THE INVISIBLE FIRST LADY….Bloggers have a tendency to rake the press over the coals for writing anything less than detailed 5,000 word investigations of each candidate’s policy positions on after-school daycare and marine hatchery protection. But life isn’t like that: the vast majority of people are bored by this stuff and want to know what the candidates are like on a personal basis, who their supporters are, whether they’re moving up or down in the polls, and so forth. Sure, that means we get occasional stories about Wesley Clark’s argyle sweaters, but so what?
(Quick, name the main policy differences between the top five Dem candidates. You have one minute. Hmmm, you can’t do it….?)

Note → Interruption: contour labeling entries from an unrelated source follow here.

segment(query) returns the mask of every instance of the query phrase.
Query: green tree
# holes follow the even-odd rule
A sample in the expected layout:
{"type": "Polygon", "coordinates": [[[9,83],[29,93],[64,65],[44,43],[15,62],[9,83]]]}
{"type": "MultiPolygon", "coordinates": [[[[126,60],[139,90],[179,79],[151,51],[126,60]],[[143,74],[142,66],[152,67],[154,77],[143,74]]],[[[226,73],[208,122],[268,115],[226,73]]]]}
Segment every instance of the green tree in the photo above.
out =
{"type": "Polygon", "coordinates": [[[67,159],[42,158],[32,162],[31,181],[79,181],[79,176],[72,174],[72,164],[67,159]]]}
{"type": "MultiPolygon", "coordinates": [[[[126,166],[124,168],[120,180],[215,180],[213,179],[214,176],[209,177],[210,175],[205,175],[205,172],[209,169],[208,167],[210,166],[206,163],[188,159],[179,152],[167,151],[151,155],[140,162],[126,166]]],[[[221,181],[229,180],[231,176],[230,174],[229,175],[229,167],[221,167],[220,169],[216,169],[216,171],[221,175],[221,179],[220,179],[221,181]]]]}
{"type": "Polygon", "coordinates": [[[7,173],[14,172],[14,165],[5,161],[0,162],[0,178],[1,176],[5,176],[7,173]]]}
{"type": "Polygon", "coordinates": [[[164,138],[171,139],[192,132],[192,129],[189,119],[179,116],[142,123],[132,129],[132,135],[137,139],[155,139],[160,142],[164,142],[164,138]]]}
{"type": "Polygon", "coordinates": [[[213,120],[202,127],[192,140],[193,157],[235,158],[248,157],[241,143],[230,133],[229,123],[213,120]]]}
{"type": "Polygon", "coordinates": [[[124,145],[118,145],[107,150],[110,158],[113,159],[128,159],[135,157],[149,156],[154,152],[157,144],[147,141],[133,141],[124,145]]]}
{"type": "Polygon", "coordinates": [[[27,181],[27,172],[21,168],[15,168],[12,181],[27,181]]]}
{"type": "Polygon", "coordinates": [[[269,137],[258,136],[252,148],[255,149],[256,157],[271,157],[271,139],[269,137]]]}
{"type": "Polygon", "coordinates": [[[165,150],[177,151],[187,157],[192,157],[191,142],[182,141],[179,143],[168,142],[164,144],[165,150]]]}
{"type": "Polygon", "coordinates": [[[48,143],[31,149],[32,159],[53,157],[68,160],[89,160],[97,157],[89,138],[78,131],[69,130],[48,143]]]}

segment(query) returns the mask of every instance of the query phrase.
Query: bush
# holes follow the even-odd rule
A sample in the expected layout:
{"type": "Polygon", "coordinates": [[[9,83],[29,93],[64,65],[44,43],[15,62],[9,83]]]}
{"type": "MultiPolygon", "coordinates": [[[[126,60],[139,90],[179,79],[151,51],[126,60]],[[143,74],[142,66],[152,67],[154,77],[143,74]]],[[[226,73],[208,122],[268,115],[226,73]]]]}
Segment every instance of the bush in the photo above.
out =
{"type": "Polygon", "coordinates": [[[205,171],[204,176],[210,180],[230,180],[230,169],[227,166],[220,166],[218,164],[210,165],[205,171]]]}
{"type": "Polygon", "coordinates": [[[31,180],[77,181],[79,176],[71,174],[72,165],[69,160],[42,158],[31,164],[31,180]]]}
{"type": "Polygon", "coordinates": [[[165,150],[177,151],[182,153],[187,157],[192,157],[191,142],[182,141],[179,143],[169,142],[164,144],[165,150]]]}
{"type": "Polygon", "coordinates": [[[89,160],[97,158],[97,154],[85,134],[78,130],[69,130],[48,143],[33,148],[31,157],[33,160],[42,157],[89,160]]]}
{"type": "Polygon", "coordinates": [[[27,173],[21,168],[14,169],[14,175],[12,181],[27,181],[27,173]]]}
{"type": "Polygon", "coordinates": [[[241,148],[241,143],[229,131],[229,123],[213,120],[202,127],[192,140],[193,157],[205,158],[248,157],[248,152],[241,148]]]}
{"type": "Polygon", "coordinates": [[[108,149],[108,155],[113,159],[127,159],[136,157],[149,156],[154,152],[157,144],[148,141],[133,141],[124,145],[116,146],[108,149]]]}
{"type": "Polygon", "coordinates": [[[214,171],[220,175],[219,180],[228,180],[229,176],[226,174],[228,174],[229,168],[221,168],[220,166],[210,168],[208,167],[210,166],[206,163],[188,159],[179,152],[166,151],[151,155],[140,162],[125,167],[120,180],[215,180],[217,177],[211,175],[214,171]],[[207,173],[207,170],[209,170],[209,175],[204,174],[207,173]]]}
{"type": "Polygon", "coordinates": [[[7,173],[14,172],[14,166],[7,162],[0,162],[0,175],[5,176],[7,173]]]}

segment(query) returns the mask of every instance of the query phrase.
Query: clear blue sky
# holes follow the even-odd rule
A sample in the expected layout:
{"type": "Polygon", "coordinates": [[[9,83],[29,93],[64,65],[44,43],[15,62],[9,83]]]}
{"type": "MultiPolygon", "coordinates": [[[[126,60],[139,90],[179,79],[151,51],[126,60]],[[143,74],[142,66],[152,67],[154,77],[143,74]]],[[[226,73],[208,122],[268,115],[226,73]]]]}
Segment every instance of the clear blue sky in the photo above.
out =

In this vein, Tacitus’ Macallan, hardly a Howard Dean supporter, suggests that today’s New York Times story about him was a hit piece. “Frankly, I thought their treatment was a little creepy. One could report the same facts without the wink and the nod.”
So I clicked the link and read it, and it turns out to be a story about the fact that Dean’s wife is virtually invisible: she doesn’t campaign with him, she gives almost no interviews, and apparently she’s flatly uninterested in politics. Is that out of bounds?
I don’t see how. You can quibble over the exact quotes the reporter used here and there, but basically, as First Lady expert Myra Gutin said, “The whole thing has just struck me as a little odd.” And it is. Maybe it shouldn’t be in some alternate universe utopia, but in this one it is. And it’s something people are interested in hearing about.
This kind of reporting isn’t a reflection on the press, it’s a reflection on human nature: after all, People magazine outsells The New Republic about 50 to 1. Way more people vote for presidents based on personal qualities than on substantive policy positions, and I don’t see any reason why even the New York Times shouldn’t acknowledge that. It’s all part of the package.